Against Single-File Codebases
Written at 2025-07-16A friend recently sent me a tweet of Tsoding, a recreational programmer who creates cool videos on YouTube that I also enjoy watching. The tweet is as follows;
Stop obsessing over splitting code into files. I end up grepping codebases anyway. I literally don't care where you put your functions. miniaudio.h is a single file with 92k LOC and it's fine. File is an OS construct anyway. pic.twitter.com/4zLXGrXEzA
— Тsфdiиg (@tsoding) February 14, 2025
Although I don’t fully agree with him, I understand the message to some extent. That is, you can work just as efficiently in a single file as you would in a repo with split files. I agree that it is possible, especially if you are someone like Tsoding.
I don’t like seeing too many files clustering around like small satellite particles either. I think excessive use of new files is often correlated with some kind of boilerplate being followed (which is very common in Java, C#, or even C++ communities) and with code that’s harder to trace. So, I too, usually prefer seeing related code kept together than just seperating them at every chance. That being said, I think, taking this idea of “not splitting pieces of code into separate files” to extreme is just as bad as those satellites making it harder to trace the code as you need to jump between files all the time.
The Problem
I think the main problem with both single-file and satellite-style codebases is that it’s far easier for the person who wrote them to operate on them than it is for others trying to get adjusted. That’s because the original author already has an idea of what kinds of functions exist in the codebase, so they can just grep for things and navigate easily.
Reading a codebase when you already know what exists beforehand, and reading one when you have no idea what you’re going to encounter until you read it, is a HUGE difference. It’s easy to overlook this and assume your code is simple to understand, especially if you’re the one who wrote it recently.
Let’s say you’ve just joined a backend project and you are expected to develop a new endpoint. Compare a system where files are organized hierarchically according to their relevant topics (db, api, routes, entrypoint) with a system where there is a single, very long file. Which one do you think would be faster for you to figure out which places to start trying to understand for the feature you want to develop?
If you go with the first approach, you’ll likely need to skim through the entire file to figure out where to add your new feature. But with the second approach, it’s usually obvious where to look first. You might even be able to implement the feature without ever touching the other files.
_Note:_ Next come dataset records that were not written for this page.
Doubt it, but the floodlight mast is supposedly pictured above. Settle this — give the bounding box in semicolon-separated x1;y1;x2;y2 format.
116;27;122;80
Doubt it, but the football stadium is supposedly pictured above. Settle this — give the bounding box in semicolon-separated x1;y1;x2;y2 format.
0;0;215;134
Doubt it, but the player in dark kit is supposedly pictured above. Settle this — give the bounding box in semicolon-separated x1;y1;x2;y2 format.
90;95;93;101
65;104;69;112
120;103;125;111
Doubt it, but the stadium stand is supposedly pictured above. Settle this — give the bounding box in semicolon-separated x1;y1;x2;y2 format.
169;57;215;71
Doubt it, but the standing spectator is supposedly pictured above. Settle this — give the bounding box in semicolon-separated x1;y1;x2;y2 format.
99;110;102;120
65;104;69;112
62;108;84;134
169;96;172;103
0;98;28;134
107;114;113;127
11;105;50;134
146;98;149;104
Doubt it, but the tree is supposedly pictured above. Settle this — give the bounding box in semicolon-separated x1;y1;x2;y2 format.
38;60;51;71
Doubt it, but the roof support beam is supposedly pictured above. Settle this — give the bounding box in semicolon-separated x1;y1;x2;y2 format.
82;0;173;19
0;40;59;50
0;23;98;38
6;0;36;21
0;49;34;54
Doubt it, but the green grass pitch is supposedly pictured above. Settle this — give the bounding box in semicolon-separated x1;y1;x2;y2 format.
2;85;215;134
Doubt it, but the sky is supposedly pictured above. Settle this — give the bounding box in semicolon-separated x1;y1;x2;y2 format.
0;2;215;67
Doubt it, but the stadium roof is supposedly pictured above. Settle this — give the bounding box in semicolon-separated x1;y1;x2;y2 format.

Also, let’s not forget that in addition to the cognitive benefits of using split files over a single long file, there are also practical advantages: splitting your codebase into multiple files reduces the likelihood of version control conflicts and allows AI tools to index and analyze your code more effectively.
Finishing Notes
Among the projects I worked on this year, there were two I took over that involved these kinds of large single-file codebases. These were by far among the hardest codebases to adapt to. The mental burden was significantly greater compared to projects where the code was separated into modules across different files. I wouldn’t say these single-file projects were especially complex or difficult. They weren’t. And I wouldn’t say the total lines of code were higher than in the more modular projects I’ve worked on, because they weren’t either. I think the main issue is that jumping into a large block of code without any clear structure or signposting just makes it harder to navigate.
Which, I believe, is true not just in programming, but in reading in general. Imagine having to read a textbook without titles, chapters, or any structure. Files may be “OS-level constructs anyway”, but so are many other constructs from different domains that are useful and helpful to us.